Critique de Darko Pancev (, Inscrit le 12 avril 2007, 38 ans) - 12 avril 2007

La Niche de la Honte est en fait, d’après le roman, une niche située sur les murs extérieurs du palais de Topkapı à İstanbul, alors capitale de l'Empire Ottoman, où étaient placées les têtes tranchées des traîtres voire de ceux qui n'avaient pas répondu aux exigences du Sultan. L'histoire se déroule au début du XIXe siècle, dans le contexte de la rébellion du Pacha Albanais Ali de Tepelenë, contre le pouvoir Ottoman. Les généraux envoyés le combattre reviendront soit avec la tête tranchée du Pacha rebelle, soit c'est leur tête qui ira se loger dans la niche de la honte. Le roman met aussi en valeur la mission sinistre et terrorisante des individus ayant la tâche de rapporter la tête de Kara Ali (Kara, "le Noir", en turc, étant le surnom donné aux traîtres) au Sultan Mahmut II : le gardien de la niche d’abord, puis Tundj Hata, le personnage lugubre chargé de transporter les têtes tranchées jusqu'à İstanbul, Hurshid Pacha, le pacha appelé pour mater la rébellion… C'est donc en apparence un violent blâme à l'encontre de la politique de terreur vraisemblablement menée par les Ottomans.
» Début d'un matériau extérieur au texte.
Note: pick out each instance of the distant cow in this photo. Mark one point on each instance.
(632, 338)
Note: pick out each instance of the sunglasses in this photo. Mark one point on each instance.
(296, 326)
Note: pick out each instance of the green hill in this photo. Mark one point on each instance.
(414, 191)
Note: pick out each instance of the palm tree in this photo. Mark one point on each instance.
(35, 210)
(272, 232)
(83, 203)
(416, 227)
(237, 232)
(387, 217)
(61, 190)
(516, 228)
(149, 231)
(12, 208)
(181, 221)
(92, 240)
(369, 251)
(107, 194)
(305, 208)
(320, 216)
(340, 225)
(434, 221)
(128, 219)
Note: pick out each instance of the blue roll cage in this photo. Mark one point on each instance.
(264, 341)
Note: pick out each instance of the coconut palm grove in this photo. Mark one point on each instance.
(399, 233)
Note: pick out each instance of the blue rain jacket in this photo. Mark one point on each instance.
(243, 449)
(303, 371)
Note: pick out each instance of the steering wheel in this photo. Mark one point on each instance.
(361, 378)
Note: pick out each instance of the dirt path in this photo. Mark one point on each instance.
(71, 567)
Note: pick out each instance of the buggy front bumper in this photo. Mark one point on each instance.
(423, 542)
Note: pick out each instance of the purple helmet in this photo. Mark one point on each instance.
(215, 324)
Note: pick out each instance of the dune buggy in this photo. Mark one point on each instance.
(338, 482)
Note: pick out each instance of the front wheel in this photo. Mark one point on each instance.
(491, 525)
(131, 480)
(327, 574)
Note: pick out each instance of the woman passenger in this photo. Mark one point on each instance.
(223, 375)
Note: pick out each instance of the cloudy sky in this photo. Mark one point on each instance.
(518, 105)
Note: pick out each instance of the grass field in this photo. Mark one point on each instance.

Pourtant le lecteur averti saura lire entre les lignes et comprendre que le but de l’auteur n’est pas d’abord une critique de l'Empire Ottoman. En effet, en 1978, année où est écrit ce livre, l'Albanie est une dictature communiste, où règne l'idéologie stalinienne, et gouvernée par Enver Hoxha. Dans les années précédentes, Ismail Kadaré a connu de nombreux problèmes avec son pays, et certaines de ses oeuvres, critiques du système, sont censurées…
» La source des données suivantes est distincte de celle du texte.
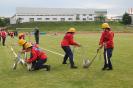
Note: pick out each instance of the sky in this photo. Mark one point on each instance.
(114, 7)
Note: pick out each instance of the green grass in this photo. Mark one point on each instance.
(80, 26)
(61, 76)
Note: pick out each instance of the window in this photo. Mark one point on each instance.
(39, 18)
(62, 19)
(84, 19)
(70, 19)
(47, 18)
(31, 19)
(54, 18)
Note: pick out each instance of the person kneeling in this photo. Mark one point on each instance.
(37, 57)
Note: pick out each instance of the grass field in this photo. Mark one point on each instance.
(80, 26)
(61, 76)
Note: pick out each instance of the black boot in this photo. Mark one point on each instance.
(74, 67)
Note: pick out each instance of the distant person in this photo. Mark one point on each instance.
(107, 42)
(3, 35)
(12, 34)
(21, 36)
(65, 44)
(36, 34)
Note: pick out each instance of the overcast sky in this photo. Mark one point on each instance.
(114, 7)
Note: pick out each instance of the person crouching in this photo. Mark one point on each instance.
(65, 44)
(37, 57)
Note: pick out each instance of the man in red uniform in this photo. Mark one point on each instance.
(65, 44)
(107, 42)
(12, 34)
(37, 58)
(3, 35)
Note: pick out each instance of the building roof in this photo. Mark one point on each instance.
(57, 11)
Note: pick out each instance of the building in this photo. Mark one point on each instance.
(24, 14)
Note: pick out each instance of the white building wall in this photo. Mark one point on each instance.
(47, 15)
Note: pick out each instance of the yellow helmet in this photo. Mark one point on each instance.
(105, 25)
(27, 45)
(21, 42)
(71, 30)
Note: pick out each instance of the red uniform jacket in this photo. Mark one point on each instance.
(37, 54)
(107, 37)
(3, 34)
(68, 40)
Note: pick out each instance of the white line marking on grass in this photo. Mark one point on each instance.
(53, 52)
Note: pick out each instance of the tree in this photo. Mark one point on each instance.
(126, 19)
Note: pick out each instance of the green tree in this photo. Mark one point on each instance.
(126, 19)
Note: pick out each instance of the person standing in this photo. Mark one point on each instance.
(107, 42)
(36, 34)
(38, 58)
(65, 44)
(3, 35)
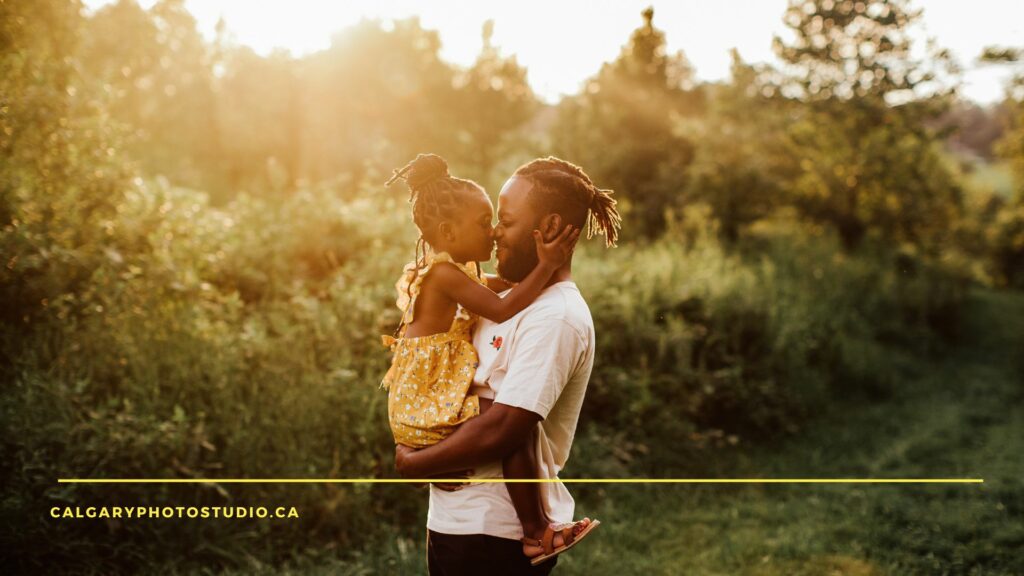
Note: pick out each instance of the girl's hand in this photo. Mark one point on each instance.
(555, 253)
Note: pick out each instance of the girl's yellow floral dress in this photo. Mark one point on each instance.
(430, 376)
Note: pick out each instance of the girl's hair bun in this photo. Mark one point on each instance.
(425, 169)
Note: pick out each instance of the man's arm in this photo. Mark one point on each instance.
(489, 437)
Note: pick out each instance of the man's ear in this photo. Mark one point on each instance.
(444, 231)
(550, 227)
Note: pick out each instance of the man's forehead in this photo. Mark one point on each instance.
(514, 194)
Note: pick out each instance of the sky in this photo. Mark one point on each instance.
(563, 42)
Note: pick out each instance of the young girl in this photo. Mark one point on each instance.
(440, 294)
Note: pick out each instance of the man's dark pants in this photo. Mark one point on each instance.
(451, 554)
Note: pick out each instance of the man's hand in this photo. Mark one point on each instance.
(401, 464)
(453, 486)
(401, 453)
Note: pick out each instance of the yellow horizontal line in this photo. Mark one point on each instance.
(524, 481)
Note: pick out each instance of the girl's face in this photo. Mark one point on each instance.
(471, 237)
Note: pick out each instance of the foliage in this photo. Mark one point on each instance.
(151, 329)
(865, 160)
(622, 127)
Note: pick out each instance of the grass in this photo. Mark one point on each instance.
(957, 414)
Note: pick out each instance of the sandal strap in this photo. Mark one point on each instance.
(567, 536)
(548, 541)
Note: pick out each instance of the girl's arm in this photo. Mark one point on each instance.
(482, 301)
(497, 283)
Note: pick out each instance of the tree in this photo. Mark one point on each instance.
(624, 127)
(495, 100)
(1006, 234)
(375, 98)
(866, 159)
(159, 71)
(738, 146)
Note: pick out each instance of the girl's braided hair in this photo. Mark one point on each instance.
(435, 197)
(564, 189)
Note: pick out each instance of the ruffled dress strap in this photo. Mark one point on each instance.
(410, 283)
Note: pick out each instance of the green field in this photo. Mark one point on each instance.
(958, 414)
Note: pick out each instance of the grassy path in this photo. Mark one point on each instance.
(960, 415)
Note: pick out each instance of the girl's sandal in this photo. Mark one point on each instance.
(547, 541)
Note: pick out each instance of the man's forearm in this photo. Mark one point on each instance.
(484, 439)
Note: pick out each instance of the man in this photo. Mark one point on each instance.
(535, 366)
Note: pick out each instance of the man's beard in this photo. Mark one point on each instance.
(516, 261)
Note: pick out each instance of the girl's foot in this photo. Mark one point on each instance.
(532, 545)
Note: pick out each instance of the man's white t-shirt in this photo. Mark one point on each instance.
(541, 361)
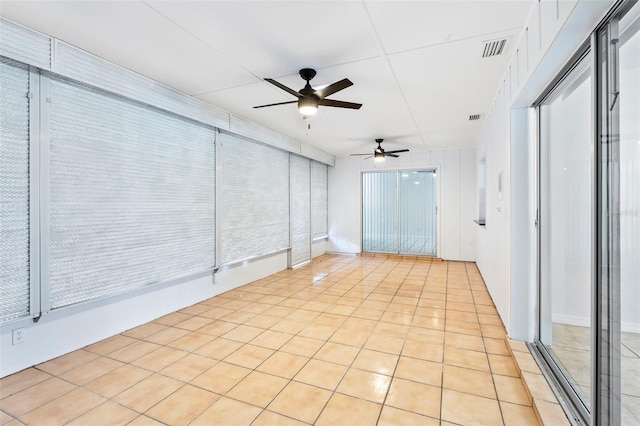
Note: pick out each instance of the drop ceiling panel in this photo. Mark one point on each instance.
(275, 39)
(427, 23)
(444, 84)
(416, 65)
(134, 36)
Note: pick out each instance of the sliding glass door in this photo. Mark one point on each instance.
(589, 230)
(399, 212)
(619, 207)
(566, 203)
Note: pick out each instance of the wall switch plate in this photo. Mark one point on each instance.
(18, 336)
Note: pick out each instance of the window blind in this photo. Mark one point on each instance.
(379, 212)
(132, 195)
(254, 199)
(300, 210)
(14, 190)
(319, 207)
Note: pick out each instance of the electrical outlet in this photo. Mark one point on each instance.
(18, 336)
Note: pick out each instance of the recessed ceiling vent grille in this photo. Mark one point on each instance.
(494, 47)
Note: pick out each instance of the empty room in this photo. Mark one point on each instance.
(329, 212)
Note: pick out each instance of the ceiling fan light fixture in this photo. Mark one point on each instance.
(307, 106)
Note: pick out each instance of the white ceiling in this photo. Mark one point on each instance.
(416, 65)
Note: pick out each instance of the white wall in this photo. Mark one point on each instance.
(72, 328)
(505, 250)
(457, 209)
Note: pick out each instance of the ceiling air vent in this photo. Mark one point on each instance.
(494, 47)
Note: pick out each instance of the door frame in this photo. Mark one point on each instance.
(437, 169)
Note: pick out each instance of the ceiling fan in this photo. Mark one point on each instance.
(379, 153)
(309, 98)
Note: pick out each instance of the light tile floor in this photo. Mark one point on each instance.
(342, 341)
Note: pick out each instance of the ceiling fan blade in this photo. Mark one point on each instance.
(339, 104)
(279, 103)
(333, 88)
(283, 87)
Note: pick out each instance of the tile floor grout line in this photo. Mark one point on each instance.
(391, 290)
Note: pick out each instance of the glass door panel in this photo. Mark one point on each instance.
(629, 124)
(416, 213)
(379, 212)
(399, 212)
(566, 205)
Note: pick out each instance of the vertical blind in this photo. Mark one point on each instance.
(254, 199)
(399, 212)
(379, 212)
(319, 199)
(14, 190)
(300, 210)
(416, 212)
(132, 195)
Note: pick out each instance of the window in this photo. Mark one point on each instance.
(399, 212)
(132, 195)
(254, 195)
(14, 190)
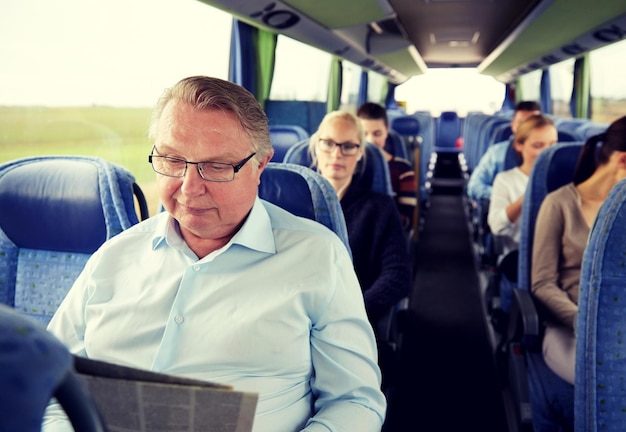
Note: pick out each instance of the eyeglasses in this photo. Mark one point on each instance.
(211, 171)
(347, 149)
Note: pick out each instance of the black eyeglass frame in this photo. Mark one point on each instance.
(236, 167)
(342, 147)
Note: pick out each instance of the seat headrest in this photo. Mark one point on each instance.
(288, 190)
(406, 125)
(53, 205)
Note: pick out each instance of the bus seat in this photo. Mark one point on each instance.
(373, 170)
(283, 137)
(34, 367)
(396, 146)
(62, 209)
(590, 129)
(537, 389)
(304, 193)
(409, 128)
(448, 130)
(600, 369)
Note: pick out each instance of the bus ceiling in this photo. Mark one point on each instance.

C'est pourquoi le roman ne cherche pas à être, outre son contexte, un roman historique : Ismail Kadaré s'y permet, en effet, des inventions plus ou moins fantaisistes qui font donc de l’œuvre une fiction. Il imagine par exemple la politique dite du "cra-cra", qui serait une politique de dénationalisation centralisée par les Ottomans, des populations de l’Empire : la langue, les coutumes, les pratiques religieuses … traditionnelles y seraient prohibées. Cette politique d’oppression et de terreur serait décidée par un système administratif opaque, dans des endroits tels que le "Palais des Murmures", ou le "Palais des rêves", où sont censés être contrôlés les rêves. C'est en fait la dictature d’un seul homme (Staline pour l'URSS, Enver Hoxha pour l'Albanie), aidé par une nomenklatura qui n'est pas non plus à l'abri du courroux du chef du parti pour des enjeux de pouvoir, couplé au contrôle d’une bureaucratie fermée, ainsi qu'à la politique de terreur menée contre les peuples allogènes caractéristiques du système soviétique stalinien que veut ici mettre en valeur et attaquer Ismail Kadaré. L'Empire Ottoman n’est ainsi qu'un prétexte pour échapper à la censure d'Etat, et critiquer plus librement le régime en place.

Ce roman est un éclairage puissant sur la mise en place d'une politique d'oppression par un Etat totalitariste, et ses conséquences sur la population. L'utilisation de cette analogie pour échapper à la censure donne une véritable mission au lecteur, qui doit aussi réfléchir sur la double signification de ce roman. J'en recommande la lecture à ceux qui sont sensibles à de telles questions.